GPU package dose not really speed

Dear ALL
I am currently trying to run lammps with GPU package but there is something I cannot really figure out. May I ask anyone who have the idea to figure it out?
the version of lammps is “28 Mar 2023 version”; GPU is RTX 4090.
ubuntu is 20.04; CUDA Toolkit 11.8 (by the way, CUDA 12.0 and 12.1 will give errors, have no idea for this); NVIDIA GPU Driver 530.30.02
I tried to modify the Makefile.linux in three parts:
(1) CUDA_HOME = /usr/local/cuda-11.8/bin/nvcc
(2) NVCC = /usr/local/cuda-11.8/bin/nvcc
(3) CUDA_ARCH = -arch = sm_89;

then I make -f Makefile.liunx
and i used ./nvc_get_device, and detect gpu correct (attached image)

then I compile make yes-gpu, make yes-bpm, make yes-granular make mpi and everthing is smooth.

then i tried to run my input script with GPU, but get the error
“Cannot use neigh_modify exclude with GPU neighbor builds”. although i do not know how to figure this out until now, but some website said may I can let only CPU to build neighbour. But al least, i can see this GPU tried to help to run the simulations;

Then I deleted the neigh_modifyexclude so that to check the performance of GPU. Then weird things happened, that with or without GPU, it used 100% same time to finish the works. it seems that GPU did not really help!!! (attached images)

it is really confused to me. dose I make any mistakes when I tried to use GPU to speed?

i will appreciate the help if anyone can have the idea for this case.

best regards


does anyone has the idea how to figure it out?

Have you checked that the styles you are using have GPU acceleration?

What errors?

What website?
The error message is pretty self-explanatory and it should be straightforward to solve this issue after properly studying the LAMMPS documentation for the individual commands involved and the sections specific written to explain how to use accelerated styles in LAMMPS.

Neither package has styles that are accelerated by the GPU package. Please study the LAMMPS documentation more carefully. The information you need is all there.

Hi Thanks for your reponse, it is really helpful, I can see your point.
thanks for your suggestions and i tried to check the documentation carefully.
but i still feel confused for many points.

For instace, for the granular package;
i can see this gran/hooke/history/kk with the “kk”, so maybe i should use [KOKKOS Package] with GPU to speed up, is that right?The GPU package is not really effective.

Then for [pair_style granular command], i cannot identify any suffix, so I should assume that for [pair_style granular command], we do not have any way to speed up.

but then i need use " fix deform command" for this “pair_style granular”, and I can see that “Accelerator Variants: deform/kk”. So if i understand this right, fix of deform can be accelerated by [KOKKOS Package] with GPU.

Then its the confused point, if I used [pair_style granular command] which does not support any Accelerators, while I used “fix deform command” which support [KOKKOS Package] with GPU. Can I really improve the speed with help of GPU? (KOKKOS package).

I assume situation (1) pair style, compute and fix and totally separete; although no Accelerators of one pair style, fix deform/kk can still be Accelerated by KOKKOS package ?

situation (2) if the used pair style has no Accelerators; any fix and compute command related to this used pair style are not useful any more?

My apologies for all these long questions, it justs really confused to me. would you mind sharing which situation should be right case ?

thanks for your time and help.

For the error “Cannot use neigh_modify exclude with GPU neighbor builds”
i google our MATSCI community discourse, there is people has same problem;

he stated" I could solve it with package gpu 2 neigh no.

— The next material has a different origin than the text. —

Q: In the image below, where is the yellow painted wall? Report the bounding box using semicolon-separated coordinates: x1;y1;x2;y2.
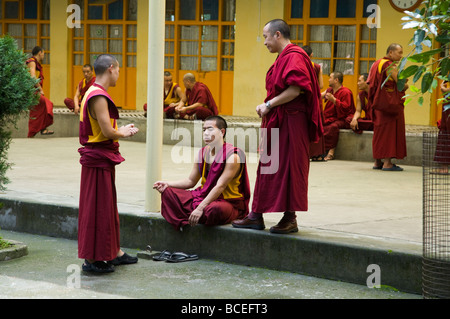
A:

Now the neighbour list is built on the CPU instead of the GPU." therefore i assume this could be a option to figure this out

the error is “Cuda driver error 1 in call at file ‘geryon/nvd_kernel.h’ in line 333” in my case when i tried to use CUDA 12.1 and 12.0;
i assume this error is really similar to this one

following the suggestions from that website, i tried to downgrade CUDA to 11.8, and it works. I therefore did not try to find the reason why i get the error for CUDA 12.1

There are too many questions to answer them individually.

Bottom line: there is no chance for your simulation to benefit from GPU acceleration.

Here is why:

  • The GPU package primarily accelerates the Pair part of the calculation and the neighbor list builds.
    The Pair part is not significant in your simulation and the neighbor list settings are not compatible.
  • The KOKKOS package will work most effectively when all styles have KOKKOS acceleration, so data does not have to be moved between GPU and host several times during a step. You have many styles that are not supported.
  • The KOKKOS package supports only double precision operations. Since you have a consumer grade GPU, your double precision support is significantly crippled and thus your GPU acceleration potential is limited to begin with, even for situations where all styles support KOKKOS.

Hi akohlmey

Many thanks for your response and it is really helpful. i can see your point. It seems that i may not be able to benfit from GPU acceleration for my complicated simulations. While I may try to build this KOKKOS for my other relatively simple simulations.
For that The KOKKOS package supports only double precision operations. I can see this

hope maybe we have the chance to use the KOKKOS package of the single/mixed precision.
Thank you very much for your response, i am clear for the condition now.
hope you have a nice day!